Nicaraguans mark Sandinista revolution amid political crackdown
By James Blears
In past years, people from various regions in Nicaragua have been invited to the capital Managua for the massive celebrations there. But this year, they've been soberly ordered to stay home, and moderately celebrate with candy-filled pinatas. It's a sign of hard, violent, reactionary, and radically changing times.
The brutal, bankrupt, and greedy dictatorship of Anastasio Somoza and his family was overcome in 1979, by the will of the people and the brutally efficient force of Sandonistas, who assassinated him in Uruguay a year later. A cynic by birth, privilege, and legacy, he once callously uttered: "I don't want an educated work force. I want oxen."
Now, all these years later, the once vibrant, decisive guerilla leader, and now ageing, ailing, and diminishing President Daniel Ortega and his ambitious wife, Vice President Rosario Murillo, are doggedly clinging to power.

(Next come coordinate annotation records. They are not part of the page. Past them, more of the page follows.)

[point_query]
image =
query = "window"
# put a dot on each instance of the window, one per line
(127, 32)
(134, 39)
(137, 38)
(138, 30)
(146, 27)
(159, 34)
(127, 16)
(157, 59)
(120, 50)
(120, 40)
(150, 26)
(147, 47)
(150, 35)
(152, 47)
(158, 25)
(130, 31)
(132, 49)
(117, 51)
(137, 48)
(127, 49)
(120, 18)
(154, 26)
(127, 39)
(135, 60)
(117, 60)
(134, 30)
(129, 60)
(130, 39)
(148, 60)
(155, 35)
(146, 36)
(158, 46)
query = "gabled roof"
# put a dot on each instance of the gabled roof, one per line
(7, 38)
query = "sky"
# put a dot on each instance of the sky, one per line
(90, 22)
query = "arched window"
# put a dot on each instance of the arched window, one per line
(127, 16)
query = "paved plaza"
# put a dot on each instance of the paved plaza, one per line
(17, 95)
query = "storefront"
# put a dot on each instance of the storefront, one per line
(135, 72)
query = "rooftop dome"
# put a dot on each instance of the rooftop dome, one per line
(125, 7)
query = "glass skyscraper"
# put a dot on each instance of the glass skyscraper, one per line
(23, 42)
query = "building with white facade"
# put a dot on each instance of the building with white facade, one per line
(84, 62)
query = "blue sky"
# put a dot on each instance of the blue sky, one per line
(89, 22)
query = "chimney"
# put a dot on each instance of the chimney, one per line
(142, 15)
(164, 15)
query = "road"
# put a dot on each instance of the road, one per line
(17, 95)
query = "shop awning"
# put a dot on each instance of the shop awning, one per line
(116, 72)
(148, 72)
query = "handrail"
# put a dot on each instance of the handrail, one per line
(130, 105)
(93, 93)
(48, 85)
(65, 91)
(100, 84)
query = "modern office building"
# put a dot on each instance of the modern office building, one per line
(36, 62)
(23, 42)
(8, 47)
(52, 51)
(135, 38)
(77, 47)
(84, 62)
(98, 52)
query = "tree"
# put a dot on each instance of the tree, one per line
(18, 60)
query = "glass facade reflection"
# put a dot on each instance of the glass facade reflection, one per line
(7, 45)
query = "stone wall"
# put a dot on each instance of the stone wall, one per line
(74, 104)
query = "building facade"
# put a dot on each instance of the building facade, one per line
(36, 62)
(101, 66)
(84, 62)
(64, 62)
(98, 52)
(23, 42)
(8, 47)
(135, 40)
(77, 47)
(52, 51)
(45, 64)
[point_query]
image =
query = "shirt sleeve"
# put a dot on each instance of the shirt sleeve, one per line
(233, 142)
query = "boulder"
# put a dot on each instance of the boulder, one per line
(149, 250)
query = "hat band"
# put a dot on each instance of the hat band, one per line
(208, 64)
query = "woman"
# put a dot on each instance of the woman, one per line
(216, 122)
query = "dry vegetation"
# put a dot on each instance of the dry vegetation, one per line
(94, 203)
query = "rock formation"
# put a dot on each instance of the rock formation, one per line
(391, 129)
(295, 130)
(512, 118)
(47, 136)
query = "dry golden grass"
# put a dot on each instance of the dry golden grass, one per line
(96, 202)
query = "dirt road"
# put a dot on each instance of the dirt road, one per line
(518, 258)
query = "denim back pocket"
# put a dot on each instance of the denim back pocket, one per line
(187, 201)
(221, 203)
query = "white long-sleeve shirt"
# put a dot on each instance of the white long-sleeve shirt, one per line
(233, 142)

A politically-fatal mistake of raising contributions, while slashing pensions, in a poor and perpetually struggling nation, lit the fizzling, crackling fuse of an unstoppable trouble.
And then, it considerably worsened with a brutal and heavy-handed security forces crack down, which has cost more than three hundred lives in less than three months.
The official Opposition Alliance says: "There's nothing to celebrate and much to lament."
Daniel Ortega, who's Presidency has another three long years to run, says he won't step down. Only time will tell if this is an imperious roar or a political death knell whimper.